Independent inspectors have strongly criticized the conditions under which detainees are held at Heathrow Immigration Removal Centre (HIRC).
The latest report by inspectors from the Independent Monitoring Board (IMB) shines a spotlight on the often miserable conditions for some 1,000 detainees being held each month under immigration powers at the HIRC.
IMB welcomes the fact that work has, at last, been completed on rebuilding and refurbishing the holding rooms at Terminals 3 and 4.
However, it repeats its recommendation from previous years that there is a need for a residential holding facility at the airport.
Almost 20,000 people, including 1,300 children, were detained at Heathrow in 2016.
People arriving at the airport claiming political asylum are especially likely to be detained for many hours, including overnight, in accommodation that is far from satisfactory, the inspectors say.
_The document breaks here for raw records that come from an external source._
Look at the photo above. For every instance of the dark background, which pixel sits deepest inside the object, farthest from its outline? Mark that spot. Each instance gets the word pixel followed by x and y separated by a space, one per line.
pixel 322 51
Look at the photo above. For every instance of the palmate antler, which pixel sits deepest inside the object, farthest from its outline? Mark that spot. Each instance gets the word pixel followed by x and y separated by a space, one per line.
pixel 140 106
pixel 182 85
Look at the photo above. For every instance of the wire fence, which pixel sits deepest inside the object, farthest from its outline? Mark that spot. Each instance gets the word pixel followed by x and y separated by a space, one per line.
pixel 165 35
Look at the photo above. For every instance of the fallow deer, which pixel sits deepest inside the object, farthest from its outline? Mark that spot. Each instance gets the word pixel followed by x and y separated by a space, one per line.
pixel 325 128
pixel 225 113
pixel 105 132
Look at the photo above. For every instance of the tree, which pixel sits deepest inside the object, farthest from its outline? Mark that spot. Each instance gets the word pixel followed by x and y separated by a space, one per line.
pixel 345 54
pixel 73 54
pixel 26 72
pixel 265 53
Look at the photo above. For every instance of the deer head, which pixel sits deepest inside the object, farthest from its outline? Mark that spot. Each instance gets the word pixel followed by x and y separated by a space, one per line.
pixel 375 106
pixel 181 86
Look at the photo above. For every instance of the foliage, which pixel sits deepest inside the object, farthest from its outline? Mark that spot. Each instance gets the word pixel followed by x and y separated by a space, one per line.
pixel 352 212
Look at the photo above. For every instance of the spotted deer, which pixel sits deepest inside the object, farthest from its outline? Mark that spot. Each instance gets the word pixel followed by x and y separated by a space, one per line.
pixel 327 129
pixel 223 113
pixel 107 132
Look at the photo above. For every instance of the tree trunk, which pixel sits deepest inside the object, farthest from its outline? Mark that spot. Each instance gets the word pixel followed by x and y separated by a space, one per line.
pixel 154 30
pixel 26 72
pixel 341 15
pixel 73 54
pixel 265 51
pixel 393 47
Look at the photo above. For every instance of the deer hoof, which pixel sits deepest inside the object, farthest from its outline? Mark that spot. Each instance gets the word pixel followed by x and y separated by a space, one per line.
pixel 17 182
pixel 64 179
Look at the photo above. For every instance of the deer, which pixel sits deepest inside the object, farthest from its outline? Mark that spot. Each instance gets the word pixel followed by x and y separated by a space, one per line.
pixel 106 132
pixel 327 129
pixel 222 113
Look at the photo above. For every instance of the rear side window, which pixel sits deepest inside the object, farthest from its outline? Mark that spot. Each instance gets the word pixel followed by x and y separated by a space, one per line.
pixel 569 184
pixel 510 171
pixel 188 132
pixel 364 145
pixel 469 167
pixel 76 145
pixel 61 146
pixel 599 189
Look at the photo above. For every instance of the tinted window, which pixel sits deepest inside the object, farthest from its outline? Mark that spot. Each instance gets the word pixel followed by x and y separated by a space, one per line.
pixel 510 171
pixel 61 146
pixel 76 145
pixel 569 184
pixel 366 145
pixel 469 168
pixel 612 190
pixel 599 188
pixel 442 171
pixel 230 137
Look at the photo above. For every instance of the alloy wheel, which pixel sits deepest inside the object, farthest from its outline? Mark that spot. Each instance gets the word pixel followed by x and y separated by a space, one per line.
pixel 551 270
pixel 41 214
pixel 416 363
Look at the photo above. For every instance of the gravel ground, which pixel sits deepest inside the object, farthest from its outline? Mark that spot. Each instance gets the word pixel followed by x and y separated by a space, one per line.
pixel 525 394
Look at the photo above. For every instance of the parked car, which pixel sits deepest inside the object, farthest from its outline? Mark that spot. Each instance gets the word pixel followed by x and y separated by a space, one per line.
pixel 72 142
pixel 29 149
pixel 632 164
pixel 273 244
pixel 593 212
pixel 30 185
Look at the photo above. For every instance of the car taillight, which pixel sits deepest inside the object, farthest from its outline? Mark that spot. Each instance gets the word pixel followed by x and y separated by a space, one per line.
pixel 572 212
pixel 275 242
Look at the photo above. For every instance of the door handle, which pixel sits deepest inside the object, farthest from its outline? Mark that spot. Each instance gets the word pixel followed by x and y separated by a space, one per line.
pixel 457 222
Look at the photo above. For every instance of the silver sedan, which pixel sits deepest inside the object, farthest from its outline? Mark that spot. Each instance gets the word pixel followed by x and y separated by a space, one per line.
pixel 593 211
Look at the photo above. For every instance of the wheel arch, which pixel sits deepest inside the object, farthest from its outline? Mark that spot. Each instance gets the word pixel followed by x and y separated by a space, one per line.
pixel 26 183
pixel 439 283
They also continue to notice cases of detainees, including families, being moved to Immigration Removal Centres for the night to allow them to sleep, only to be brought back to the airport so quickly that adequate rest will have been impossible.
IMB Chair, John Hutchings, says: “Overall we have found airport staff to be caring and sympathetic to detainees, including children and other vulnerable people, but as people are often held for long periods of time, suitable facilities for people to rest and sleep are urgently needed. Holding rooms are unsuitable for detaining disabled people and children, other than for the briefest period. Detainees are not allowed access to any drugs and medicines they have in their possession, even though this may put their health and well-being at risk.”
The inspection team found the procedure for identifying claimed victims of torture, (known as ‘Rule 35’) is under considerable strain. Average wait times throughout the year have been around two weeks, although maximum wait times have exceeded a month on occasions, which is unacceptable.
The inspectors noted that removal of detainees from the UK, whether escorted or unescorted, is generally undertaken in a satisfactory manner with any use of force proportionate to the case. Their observation of a family removal showed that it was carried out with a great deal of sensitivity to the needs of the children concerned.